Le chapitre 5 du titre IV du livre II de code de la sécurité sociale est complété par un article L. 245-15 ainsi rédigé :
« Art. L. 245-15. – La contribution est assise, selon des modalités précisées par décret en Conseil d'État, sur l'un ou plusieurs des éléments suivants :
« 1° Le nombre d'emplois supprimés ou réduits du fait de la mise en service d'un système mentionné à l'article L. 245-14, attesté par un rapport annuel et certifié par un expert-comptable ou un commissaire aux comptes ;
« 2° À défaut, la part de la valeur ajoutée directement imputable à ces systèmes, selon une méthode fixée par décret ;
« 3° Lorsque l'évaluation précise est impossible, des forfaits sectoriels déterminés par arrêté conjoint des ministres chargés du travail, de l'économie et de la sécurité sociale.
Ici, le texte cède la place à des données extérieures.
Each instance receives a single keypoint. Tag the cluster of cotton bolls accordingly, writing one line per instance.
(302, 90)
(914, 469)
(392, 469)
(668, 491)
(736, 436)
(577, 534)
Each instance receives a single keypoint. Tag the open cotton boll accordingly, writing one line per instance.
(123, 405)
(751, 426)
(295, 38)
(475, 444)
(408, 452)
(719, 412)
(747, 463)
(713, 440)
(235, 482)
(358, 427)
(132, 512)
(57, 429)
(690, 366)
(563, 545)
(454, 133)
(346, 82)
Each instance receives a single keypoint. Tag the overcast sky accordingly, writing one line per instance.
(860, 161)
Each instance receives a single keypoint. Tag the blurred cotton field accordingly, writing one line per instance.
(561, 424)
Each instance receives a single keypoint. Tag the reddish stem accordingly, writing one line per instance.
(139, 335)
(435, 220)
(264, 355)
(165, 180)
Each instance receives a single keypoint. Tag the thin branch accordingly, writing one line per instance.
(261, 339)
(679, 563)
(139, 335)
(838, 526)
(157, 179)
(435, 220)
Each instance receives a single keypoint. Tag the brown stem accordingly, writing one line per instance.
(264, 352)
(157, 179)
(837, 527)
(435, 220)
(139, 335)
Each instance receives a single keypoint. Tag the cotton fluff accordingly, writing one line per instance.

« Les organismes publics ou privés sont tenus de conserver et de présenter tout document permettant de vérifier les déclarations, sous le contrôle des organismes de recouvrement. »
Le chapitre 5 du titre IV du livre II de code de la sécurité sociale est complété par un article L. 245-16 ainsi rédigé :
« Art. L. 245-16. – Le taux de la contribution est fixé chaque année par la loi. Elle est déclarée, recouvrée et contrôlée selon les règles applicables aux cotisations sociales patronales. »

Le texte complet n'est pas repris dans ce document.